記憶力や認知症リスクとの関連も報告…その脱毛や貧血、性機能障害は「亜鉛不足」が原因かも?《具体的な症状と摂り方のコツを医師が解説》
■亜鉛不足に陥る主な原因
ところで、なぜ現代人は亜鉛不足に陥りやすいのでしょうか?
1つには食事内容の変化があります。亜鉛は動物性食品(牡蠣や肉、魚介類、卵、乳製品など)に豊富に含まれますが、加工食品や植物性食品中心の食事が多いと摂りにくくなります。
一方、穀類や豆類に多いフィチン酸や食物繊維は、腸での亜鉛吸収を妨げることが知られています。コンビニ弁当やインスタント食品に含まれている ポリリン酸などの食品添加物も、吸収阻害要因です。

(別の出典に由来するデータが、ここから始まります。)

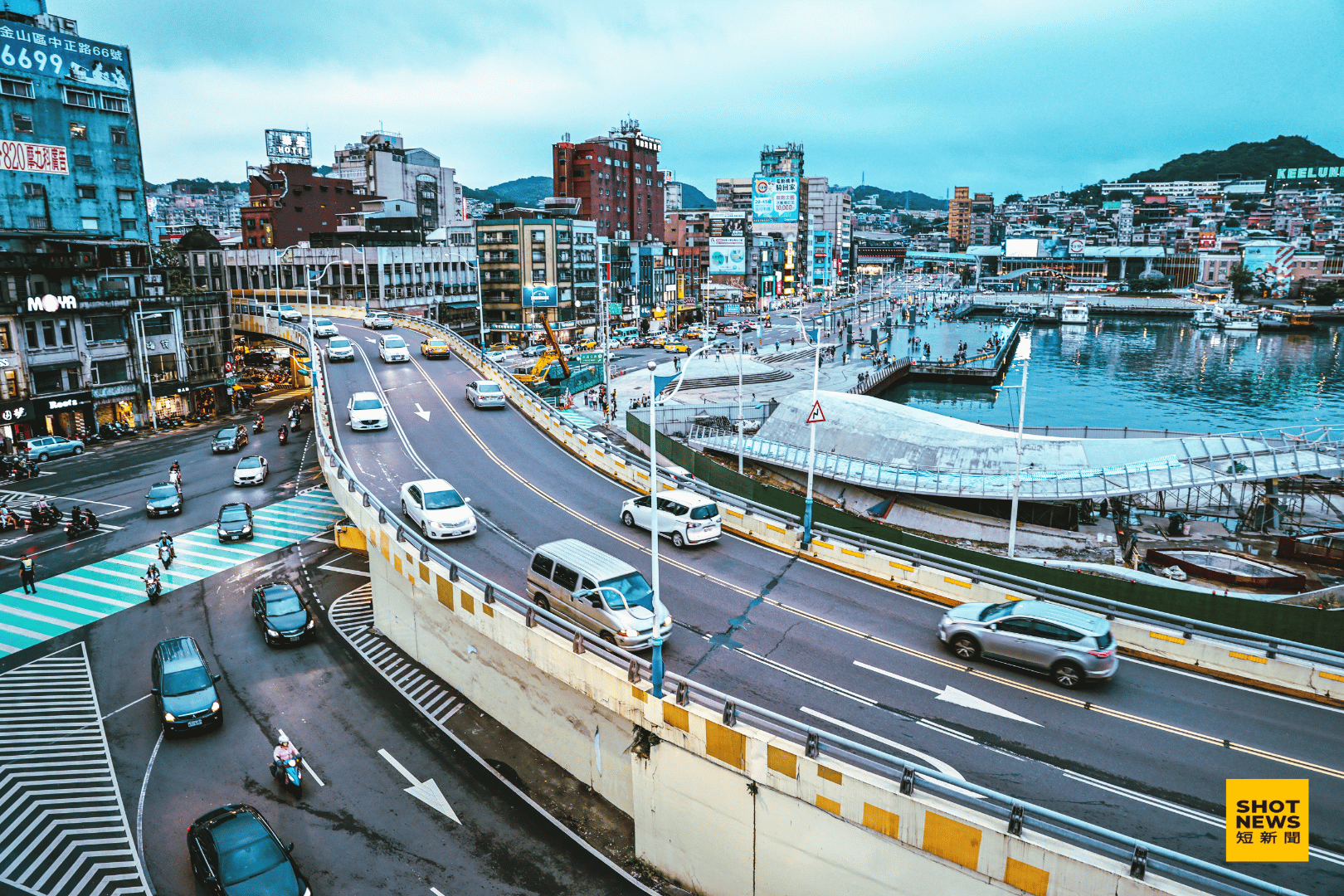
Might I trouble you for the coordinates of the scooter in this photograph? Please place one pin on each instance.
(81, 525)
(38, 522)
(290, 776)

アルコールも厄介です。アルコールの摂取で、尿中に排泄される亜鉛の量が増えるからです。
慢性のストレスも亜鉛を消耗すると考えられます。動物を用いた研究では、心理的ストレスによって血液中の亜鉛濃度が低下する結果も報告されており、人でも強いストレス環境下では同様に亜鉛不足に陥る可能性があります。

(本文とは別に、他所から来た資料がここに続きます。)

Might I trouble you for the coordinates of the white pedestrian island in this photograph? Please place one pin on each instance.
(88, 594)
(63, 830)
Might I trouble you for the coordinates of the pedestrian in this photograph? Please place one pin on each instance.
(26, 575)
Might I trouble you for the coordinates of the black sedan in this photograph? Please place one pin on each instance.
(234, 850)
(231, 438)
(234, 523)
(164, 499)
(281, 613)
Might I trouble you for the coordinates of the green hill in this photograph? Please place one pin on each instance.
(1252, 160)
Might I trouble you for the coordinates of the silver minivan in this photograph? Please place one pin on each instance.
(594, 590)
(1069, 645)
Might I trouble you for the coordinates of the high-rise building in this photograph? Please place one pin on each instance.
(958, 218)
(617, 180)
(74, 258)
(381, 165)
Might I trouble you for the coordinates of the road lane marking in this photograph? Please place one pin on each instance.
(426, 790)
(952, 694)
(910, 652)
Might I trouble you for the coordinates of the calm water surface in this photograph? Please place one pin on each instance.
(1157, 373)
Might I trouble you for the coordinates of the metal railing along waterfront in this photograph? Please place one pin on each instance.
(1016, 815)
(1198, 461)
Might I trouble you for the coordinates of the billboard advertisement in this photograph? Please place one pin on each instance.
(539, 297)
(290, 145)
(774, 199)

こうした現代のライフスタイルが、いつの間にか体内の亜鉛を欠乏させているのです。
効果的な亜鉛補給方法
では、どうやって不足を補えばいいのでしょうか。
まずは食材の工夫です。亜鉛を多く含む食品を積極的に摂りましょう。代表的なのは牡蠣(生牡蠣100gあたり約14mg)や赤身肉、肝臓類(豚レバー約100gあたり6.9mg)などです。

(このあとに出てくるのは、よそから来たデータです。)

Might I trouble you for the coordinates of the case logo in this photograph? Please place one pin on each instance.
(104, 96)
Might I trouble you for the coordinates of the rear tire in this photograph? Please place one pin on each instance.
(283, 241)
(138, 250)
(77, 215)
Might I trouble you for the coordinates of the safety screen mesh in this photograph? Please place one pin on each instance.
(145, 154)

豆類やナッツ類(アーモンドやカシューナッツ、ごまなど)にも亜鉛が含まれていますが、フィチン酸の影響で吸収率は低め。それらを食べるときは、亜鉛の吸収を助けるビタミンCを含む野菜や果物、レモン汁を添えるとよいでしょう。
研究報告でも、クエン酸やビタミンCを動物性タンパク質と一緒に摂ると、亜鉛の吸収率が上がるとされています。例えば、焼いた肉にレモン汁や生のトマトソースをかける、納豆を食べるときにネギや柑橘系のタレを使うなど、工夫次第で吸収を助けられます。
それでも足りない場合は、サプリメントの活用も1つの手です。